(Reuters) – Former England batsman John Edrich, who made more than 100 first-class centuries, has died at the age of 83, the England and Wales Cricket Board (ECB) said on Friday.
Edrich scored more than 5,000 runs for England during a 77-match test career, including 12 centuries. The former Surrey captain notched 103 hundreds and more than 39,000 runs in first-class cricket.
“With John’s passing, we’ve lost a prolific and fearless batsman – one of the select few who have scored more than 5,000 runs for England,” ECB chief executive officer Tom Harrison said in a statement.
“His duels with some of the world’s best fast bowlers were legendary, and it’s a testament to his ability that his 310 not out against New Zealand in 1965 remains the fifth highest Test score by an English batsman.
“He will be sadly missed, and our thoughts are with his family and friends.”
Edrich made his test debut against West Indies in 1963, ending his career at the highest level against the same opposition in 1976.
Former England all-rounder Ian Botham led the tributes.
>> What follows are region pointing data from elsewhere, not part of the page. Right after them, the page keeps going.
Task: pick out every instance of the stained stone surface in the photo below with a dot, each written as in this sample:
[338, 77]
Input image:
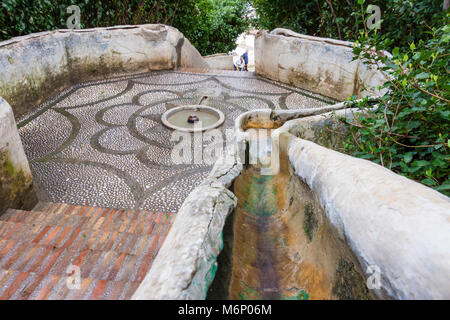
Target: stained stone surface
[103, 144]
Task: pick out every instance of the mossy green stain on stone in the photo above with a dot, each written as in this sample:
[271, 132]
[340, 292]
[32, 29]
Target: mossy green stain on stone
[16, 190]
[248, 293]
[349, 283]
[262, 196]
[301, 295]
[310, 221]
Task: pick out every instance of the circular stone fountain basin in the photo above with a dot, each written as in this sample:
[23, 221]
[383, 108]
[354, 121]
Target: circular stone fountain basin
[208, 118]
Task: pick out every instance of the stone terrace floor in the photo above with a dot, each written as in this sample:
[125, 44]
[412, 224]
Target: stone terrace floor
[103, 144]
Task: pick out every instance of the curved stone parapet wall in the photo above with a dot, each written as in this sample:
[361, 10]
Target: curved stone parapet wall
[220, 61]
[16, 188]
[187, 262]
[320, 65]
[36, 66]
[393, 225]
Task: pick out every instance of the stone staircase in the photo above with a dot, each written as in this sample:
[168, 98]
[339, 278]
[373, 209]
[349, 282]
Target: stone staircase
[41, 248]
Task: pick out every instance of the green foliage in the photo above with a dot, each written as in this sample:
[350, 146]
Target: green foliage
[406, 130]
[403, 20]
[211, 25]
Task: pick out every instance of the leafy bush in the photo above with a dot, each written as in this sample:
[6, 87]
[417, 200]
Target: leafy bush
[211, 25]
[403, 20]
[407, 130]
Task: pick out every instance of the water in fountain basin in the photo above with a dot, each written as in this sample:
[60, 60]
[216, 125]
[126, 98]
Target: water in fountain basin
[179, 118]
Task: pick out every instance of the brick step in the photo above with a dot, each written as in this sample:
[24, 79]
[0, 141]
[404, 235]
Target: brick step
[114, 250]
[36, 222]
[106, 265]
[133, 221]
[16, 285]
[76, 238]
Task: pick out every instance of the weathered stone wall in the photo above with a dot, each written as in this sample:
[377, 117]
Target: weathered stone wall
[187, 262]
[36, 66]
[220, 61]
[320, 65]
[16, 182]
[392, 224]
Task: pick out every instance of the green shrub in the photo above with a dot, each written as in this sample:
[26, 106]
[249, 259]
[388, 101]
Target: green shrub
[403, 20]
[407, 130]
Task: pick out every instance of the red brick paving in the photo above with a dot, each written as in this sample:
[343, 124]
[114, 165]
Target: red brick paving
[113, 248]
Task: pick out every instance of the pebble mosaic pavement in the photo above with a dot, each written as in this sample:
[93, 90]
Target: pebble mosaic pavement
[103, 144]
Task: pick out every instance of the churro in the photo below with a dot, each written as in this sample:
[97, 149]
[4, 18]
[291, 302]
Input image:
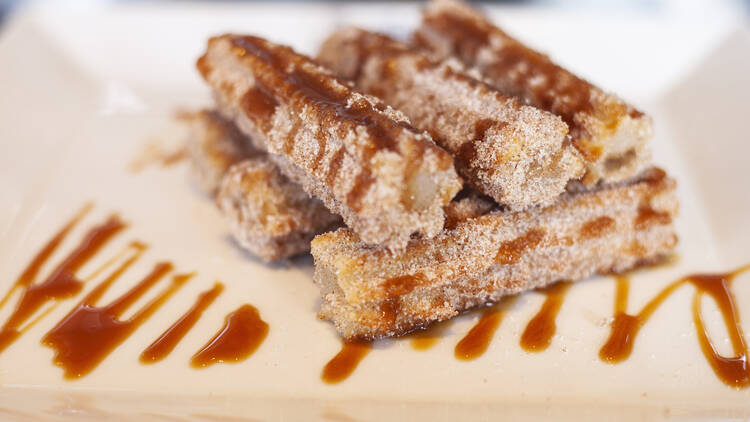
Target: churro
[610, 134]
[371, 292]
[363, 159]
[214, 144]
[514, 153]
[269, 215]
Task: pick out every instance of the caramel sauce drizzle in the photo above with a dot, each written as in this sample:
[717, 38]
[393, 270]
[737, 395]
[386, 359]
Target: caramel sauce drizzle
[62, 282]
[345, 362]
[733, 371]
[426, 339]
[539, 331]
[478, 339]
[242, 334]
[88, 334]
[163, 346]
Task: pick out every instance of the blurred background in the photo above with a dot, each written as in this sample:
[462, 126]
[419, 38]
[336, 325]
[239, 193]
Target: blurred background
[676, 8]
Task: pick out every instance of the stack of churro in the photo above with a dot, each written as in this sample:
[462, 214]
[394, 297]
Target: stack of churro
[378, 136]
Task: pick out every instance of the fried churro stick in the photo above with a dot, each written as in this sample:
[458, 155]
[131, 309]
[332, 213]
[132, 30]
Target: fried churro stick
[610, 134]
[512, 152]
[270, 216]
[370, 292]
[360, 157]
[214, 144]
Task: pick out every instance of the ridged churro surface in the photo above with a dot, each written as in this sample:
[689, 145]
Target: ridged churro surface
[270, 216]
[610, 134]
[512, 152]
[370, 292]
[363, 159]
[214, 144]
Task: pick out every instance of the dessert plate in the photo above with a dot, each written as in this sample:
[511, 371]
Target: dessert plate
[86, 116]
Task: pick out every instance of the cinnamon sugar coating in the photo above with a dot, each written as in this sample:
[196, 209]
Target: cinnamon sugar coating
[363, 159]
[371, 292]
[214, 144]
[270, 216]
[512, 152]
[610, 134]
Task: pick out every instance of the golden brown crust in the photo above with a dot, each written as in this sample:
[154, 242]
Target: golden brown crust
[370, 292]
[269, 215]
[512, 152]
[610, 134]
[214, 144]
[361, 158]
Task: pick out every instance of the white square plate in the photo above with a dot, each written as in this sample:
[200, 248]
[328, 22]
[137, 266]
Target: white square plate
[84, 89]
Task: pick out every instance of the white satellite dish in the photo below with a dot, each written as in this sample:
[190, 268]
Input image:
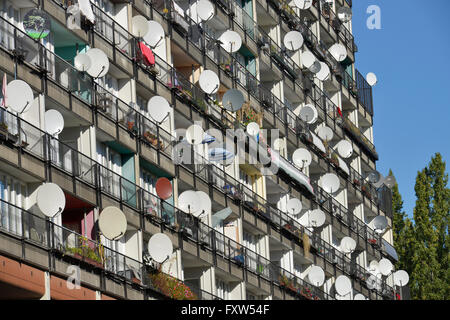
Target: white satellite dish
[50, 199]
[293, 40]
[20, 96]
[343, 285]
[112, 223]
[303, 4]
[371, 79]
[317, 218]
[233, 100]
[293, 206]
[205, 203]
[253, 129]
[325, 133]
[359, 296]
[380, 223]
[158, 108]
[348, 244]
[401, 278]
[329, 182]
[302, 158]
[385, 266]
[99, 63]
[230, 41]
[338, 51]
[82, 62]
[139, 26]
[54, 122]
[308, 113]
[209, 82]
[160, 247]
[189, 202]
[194, 134]
[205, 10]
[345, 149]
[324, 72]
[155, 36]
[316, 276]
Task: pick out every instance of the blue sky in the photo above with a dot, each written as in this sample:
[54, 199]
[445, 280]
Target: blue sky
[410, 55]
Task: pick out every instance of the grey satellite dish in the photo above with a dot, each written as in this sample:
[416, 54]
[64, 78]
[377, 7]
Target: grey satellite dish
[344, 14]
[302, 158]
[371, 79]
[308, 113]
[233, 100]
[50, 199]
[99, 63]
[160, 247]
[140, 26]
[158, 108]
[230, 41]
[155, 36]
[54, 122]
[112, 223]
[316, 276]
[209, 82]
[293, 40]
[82, 62]
[401, 278]
[20, 96]
[303, 4]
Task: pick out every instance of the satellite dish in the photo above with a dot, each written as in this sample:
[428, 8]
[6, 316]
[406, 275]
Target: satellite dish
[82, 62]
[205, 10]
[338, 51]
[401, 278]
[302, 158]
[324, 72]
[37, 24]
[325, 133]
[329, 182]
[294, 206]
[158, 108]
[160, 247]
[344, 14]
[385, 266]
[205, 203]
[308, 113]
[54, 122]
[233, 100]
[303, 4]
[140, 26]
[317, 218]
[343, 285]
[348, 245]
[189, 202]
[112, 223]
[380, 223]
[371, 79]
[163, 188]
[389, 181]
[253, 129]
[99, 63]
[293, 40]
[155, 36]
[345, 149]
[20, 96]
[209, 82]
[194, 134]
[316, 276]
[230, 41]
[50, 199]
[359, 296]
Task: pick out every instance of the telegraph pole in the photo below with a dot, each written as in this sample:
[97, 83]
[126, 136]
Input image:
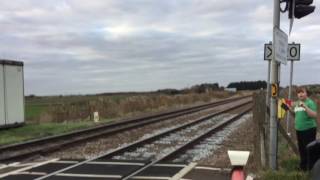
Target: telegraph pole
[273, 102]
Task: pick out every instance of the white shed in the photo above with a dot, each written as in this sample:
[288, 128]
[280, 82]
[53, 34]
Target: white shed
[11, 93]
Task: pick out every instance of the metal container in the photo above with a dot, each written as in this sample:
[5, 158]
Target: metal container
[11, 93]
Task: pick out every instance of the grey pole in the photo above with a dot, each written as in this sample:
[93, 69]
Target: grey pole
[273, 104]
[262, 137]
[290, 96]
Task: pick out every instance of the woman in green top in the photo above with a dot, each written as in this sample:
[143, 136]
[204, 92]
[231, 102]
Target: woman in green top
[305, 111]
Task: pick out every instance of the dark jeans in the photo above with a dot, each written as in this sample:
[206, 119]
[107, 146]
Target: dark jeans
[304, 138]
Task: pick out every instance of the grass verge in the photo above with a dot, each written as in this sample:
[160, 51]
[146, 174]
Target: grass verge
[33, 131]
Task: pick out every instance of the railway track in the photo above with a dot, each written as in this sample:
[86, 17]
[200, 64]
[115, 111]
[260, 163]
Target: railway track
[168, 156]
[45, 145]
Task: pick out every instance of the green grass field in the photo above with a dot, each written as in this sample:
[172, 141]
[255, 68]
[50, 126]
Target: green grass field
[33, 110]
[33, 131]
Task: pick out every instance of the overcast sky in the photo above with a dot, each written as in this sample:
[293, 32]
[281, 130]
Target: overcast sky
[81, 46]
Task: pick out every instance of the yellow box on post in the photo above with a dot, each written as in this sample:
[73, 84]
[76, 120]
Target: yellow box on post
[281, 111]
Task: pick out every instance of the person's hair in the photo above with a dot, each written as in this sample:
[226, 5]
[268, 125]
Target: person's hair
[302, 89]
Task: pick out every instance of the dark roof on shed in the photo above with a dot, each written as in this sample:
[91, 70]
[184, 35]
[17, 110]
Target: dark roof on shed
[11, 62]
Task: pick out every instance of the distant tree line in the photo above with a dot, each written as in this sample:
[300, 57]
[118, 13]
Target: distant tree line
[248, 85]
[201, 88]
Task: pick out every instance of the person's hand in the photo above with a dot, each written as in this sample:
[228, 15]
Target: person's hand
[301, 104]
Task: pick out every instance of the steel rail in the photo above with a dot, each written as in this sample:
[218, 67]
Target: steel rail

“Very sad news today to wake up on Christmas Day and to be told that John Edrich has passed away!!,” Botham said on Twitter.
“A wonderful man who I was lucky enough to spend some quality time with… RIP.”
Former England and Surrey batsman Mark Butcher said; “A test triple-centurion and @surreycricket legend. #RIP”.
Edrich played in the first-ever one-day international, against Australia at Melbourne in 1971, hitting the first boundary, making the first half-century and being named man-of-the-match.